The toymaker Hasbro made a surprise improvement in earnings thanks to lower costs and sales soaring for girls’ toys.
Hasbro said it made a profit during the first quarter as earnings topped expectations of analysts, even though revenue fell short.
The results from Hasbro demonstrate improvement amidst a continued difficulty in the children’s toy industry as kids turn more to consumer electronics and electronic games.
Last week Mattel, a rival toy maker posted a loss during the first quarter that was a surprise on Wall Street as its core brands such as Fisher-Price and Barbie suffered declines in sales.
Hasbro’s boys’ toy sales including brands such as Transformers, which has a new film appearing in theaters sometime this year, were up 2.1% to finish the quarter at $247.7 million.
Demand for toys by Hasbro traditionally considered being for girls, like My Little Pony, has had good growth in the most recent quarters. Sales in the category were up 21% to end the quarter at $138.6 million.
Game sales dropped by 4.5% to end the quarter at $220.4 million, while preschool sales were down 3.6% to just over $72.5 million.
Hasbro’s profit for the quarter was $32.1 million equal to 24 cents per share.
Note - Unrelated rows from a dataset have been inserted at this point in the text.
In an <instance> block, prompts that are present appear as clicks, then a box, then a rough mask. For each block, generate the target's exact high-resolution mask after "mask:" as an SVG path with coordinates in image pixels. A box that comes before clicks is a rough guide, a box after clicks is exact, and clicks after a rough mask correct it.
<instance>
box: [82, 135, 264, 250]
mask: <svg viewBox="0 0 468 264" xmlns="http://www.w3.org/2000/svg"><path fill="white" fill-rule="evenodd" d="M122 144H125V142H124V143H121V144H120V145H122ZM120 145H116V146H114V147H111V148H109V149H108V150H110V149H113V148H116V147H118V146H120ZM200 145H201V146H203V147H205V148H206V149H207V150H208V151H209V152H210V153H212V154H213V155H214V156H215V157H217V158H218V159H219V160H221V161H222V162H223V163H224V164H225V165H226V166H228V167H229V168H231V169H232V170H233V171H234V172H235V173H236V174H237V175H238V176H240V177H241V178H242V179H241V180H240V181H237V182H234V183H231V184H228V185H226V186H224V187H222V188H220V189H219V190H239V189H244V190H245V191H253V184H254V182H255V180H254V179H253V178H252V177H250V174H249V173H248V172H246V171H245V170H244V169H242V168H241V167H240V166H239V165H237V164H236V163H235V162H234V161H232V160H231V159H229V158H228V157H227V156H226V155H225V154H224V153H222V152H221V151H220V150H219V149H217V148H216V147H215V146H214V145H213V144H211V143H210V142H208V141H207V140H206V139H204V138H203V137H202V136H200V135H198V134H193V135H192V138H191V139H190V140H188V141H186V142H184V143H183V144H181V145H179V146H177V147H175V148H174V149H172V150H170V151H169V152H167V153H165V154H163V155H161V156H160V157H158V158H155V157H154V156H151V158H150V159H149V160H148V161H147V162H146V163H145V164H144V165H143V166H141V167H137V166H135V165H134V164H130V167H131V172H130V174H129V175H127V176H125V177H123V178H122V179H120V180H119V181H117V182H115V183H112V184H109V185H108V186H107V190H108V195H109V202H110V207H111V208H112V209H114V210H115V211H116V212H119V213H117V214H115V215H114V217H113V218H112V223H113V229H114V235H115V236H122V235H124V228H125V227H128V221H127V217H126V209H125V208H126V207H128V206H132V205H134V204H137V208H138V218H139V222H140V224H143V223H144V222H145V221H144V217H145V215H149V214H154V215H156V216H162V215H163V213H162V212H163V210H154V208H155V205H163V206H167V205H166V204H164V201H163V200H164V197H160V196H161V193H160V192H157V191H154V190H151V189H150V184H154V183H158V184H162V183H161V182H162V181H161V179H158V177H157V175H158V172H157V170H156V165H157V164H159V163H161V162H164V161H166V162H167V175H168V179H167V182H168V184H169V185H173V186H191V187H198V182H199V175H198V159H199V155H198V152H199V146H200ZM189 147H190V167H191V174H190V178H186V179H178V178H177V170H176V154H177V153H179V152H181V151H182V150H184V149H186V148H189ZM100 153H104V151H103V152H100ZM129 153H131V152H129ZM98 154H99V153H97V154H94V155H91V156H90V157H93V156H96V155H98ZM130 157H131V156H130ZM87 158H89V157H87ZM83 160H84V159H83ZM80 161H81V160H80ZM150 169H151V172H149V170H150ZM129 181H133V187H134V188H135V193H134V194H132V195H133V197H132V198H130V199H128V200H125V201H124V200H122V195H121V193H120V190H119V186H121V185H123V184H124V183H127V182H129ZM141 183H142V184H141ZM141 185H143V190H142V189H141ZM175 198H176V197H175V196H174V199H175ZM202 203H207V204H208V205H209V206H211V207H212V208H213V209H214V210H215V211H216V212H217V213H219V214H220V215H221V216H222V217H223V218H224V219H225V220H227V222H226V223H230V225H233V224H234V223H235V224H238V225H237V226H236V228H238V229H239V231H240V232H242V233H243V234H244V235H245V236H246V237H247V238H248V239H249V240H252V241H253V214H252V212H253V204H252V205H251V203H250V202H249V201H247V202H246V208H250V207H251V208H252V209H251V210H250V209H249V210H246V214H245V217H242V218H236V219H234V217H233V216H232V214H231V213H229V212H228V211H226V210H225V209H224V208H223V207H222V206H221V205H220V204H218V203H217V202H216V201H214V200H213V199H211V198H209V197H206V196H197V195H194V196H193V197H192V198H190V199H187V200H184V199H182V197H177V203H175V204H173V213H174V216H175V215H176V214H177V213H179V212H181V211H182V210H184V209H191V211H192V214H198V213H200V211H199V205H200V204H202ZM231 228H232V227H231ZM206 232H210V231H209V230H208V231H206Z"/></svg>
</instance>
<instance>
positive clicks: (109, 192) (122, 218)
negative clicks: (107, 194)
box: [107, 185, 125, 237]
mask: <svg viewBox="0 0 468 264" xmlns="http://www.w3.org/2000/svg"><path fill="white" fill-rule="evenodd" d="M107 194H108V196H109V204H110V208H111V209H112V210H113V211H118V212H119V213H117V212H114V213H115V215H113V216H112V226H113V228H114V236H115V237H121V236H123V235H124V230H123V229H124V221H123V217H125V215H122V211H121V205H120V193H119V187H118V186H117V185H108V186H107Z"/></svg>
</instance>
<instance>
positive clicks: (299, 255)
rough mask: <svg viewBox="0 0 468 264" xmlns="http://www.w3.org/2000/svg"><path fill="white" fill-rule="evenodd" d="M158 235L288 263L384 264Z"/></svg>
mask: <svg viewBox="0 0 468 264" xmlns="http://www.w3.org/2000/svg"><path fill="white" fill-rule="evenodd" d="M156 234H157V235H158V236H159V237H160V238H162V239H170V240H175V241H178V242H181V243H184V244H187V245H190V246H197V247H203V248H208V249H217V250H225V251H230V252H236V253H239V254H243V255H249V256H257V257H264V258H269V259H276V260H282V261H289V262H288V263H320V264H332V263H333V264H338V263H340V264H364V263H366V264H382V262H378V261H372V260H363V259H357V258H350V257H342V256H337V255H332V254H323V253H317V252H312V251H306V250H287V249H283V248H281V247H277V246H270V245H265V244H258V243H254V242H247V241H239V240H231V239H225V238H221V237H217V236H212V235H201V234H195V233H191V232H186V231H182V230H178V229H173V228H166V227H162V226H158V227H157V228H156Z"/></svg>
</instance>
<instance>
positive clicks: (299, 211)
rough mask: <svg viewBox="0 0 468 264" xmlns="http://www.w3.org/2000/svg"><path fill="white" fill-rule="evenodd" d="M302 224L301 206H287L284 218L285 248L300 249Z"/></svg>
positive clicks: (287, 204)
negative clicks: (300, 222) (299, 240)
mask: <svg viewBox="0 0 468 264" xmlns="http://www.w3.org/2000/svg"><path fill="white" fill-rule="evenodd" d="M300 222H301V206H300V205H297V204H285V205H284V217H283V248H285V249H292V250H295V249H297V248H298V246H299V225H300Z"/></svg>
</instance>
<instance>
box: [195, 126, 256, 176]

That was compared to a loss of $6.71 million equal to 40 cents per share from the same period one year ago.
Excluding other items and tax benefits, earnings per share were up from five cents to 14 cents.
The adjusted earnings per share from the same period one year ago excluded a 14 cents negative impact that was related to costs for restructuring and other costs.
Revenue at the toymaker was up by 2.4% to end the quarter at $679.4 million.
Analysts projected quarterly earnings to be 10 cents per share and $690 million in revenue.
Gross margin was wider as it went from 59.7% to 61.9%. Input costs were down by 3.4% and overhead expenses dropped by 4.6%.
Canada and U.S. sales were down by 1.3%, with the growth in revenue from Girls’ toys offset by other segments that fell. International sales were down by 5.4%.